Walking around on two legs like a normal human, this passive creature is a roughly 8-foot tall ape-man with large feet and hair all over its body. It lives in secluded areas of the earth and is rarely seen outside of the forest where it dwells. Bigfoot goes by many names — Sasquatch, Bigfoot, Yeti — and roams many paths.
Bigfoot is mainly seen in the Northwest United States (Washington, Oregon, Northern California, etc.), but there have been sightings all around, from Florida to Maine to Utah. Either there’s just one quick Bigfoot running back and forth or several Bigfeet around the world. The latter seems more likely because there have been sightings of similar beasts in eastern Europe and Australia, and the Yeti or the Abominable Snowman is actually the Himalayan cousin of our hairy friend.
One popular explanation is that Bigfoot was made as a marketing ploy to help forest preservation and animal protection during the 1950s. I believe this isn’t the case because Native American tribes have been telling stories of Sasquatch-like creatures back before Europeans set foot on the continent.
Bigfoot really came into the public eye after the famous “Patterson-Gimlin film,” simply known as the “Patterson film.” If you don’t remember what that is, maybe this picture will help:
The Patterson film, which purported to be authentic footage of Bigfoot roaming in the wild, was filmed in 1967 by Roger Patterson and Robert Gilman in the Bluff Creek Area of northern California. This film came with some controversy, however. A year prior, Patterson’s self-published book, “Do Abominable Snowmen of America Really Exist?” was released to lackluster reviews. The Patterson film could have easily been a marketing ploy for his book, although he was passionately fighting for its authenticity up until his death in 1972.

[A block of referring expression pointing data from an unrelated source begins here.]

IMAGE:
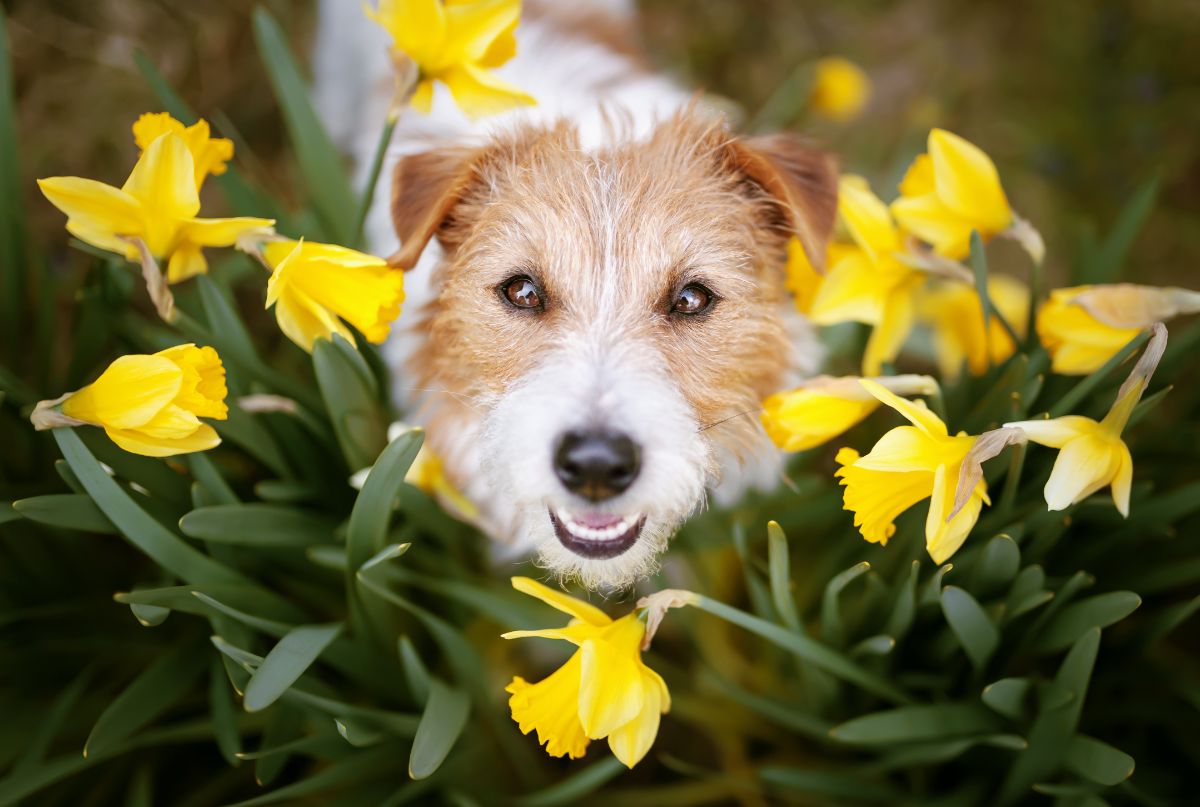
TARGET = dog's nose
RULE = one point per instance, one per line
(597, 465)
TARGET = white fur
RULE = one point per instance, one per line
(595, 375)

Bigfoot is likely the most-used cryptid in film and popupar media. If I were to suggest the best of the best, I would say “Harry and the Hendersons” and “The Goofy Movie” are the best movies with Sasquatch. Also, again, “The Adventure Zone.” I can’t plug the second season enough. This is the last time, I promise.
Bigfoot is probably the best gateway to studying cryptozoology. It’s not hard to believe that another breed of ape lives in the undiscovered areas of the land, sneaking around in the forests we dare not travel for the fear of the known, not fear of the unknown.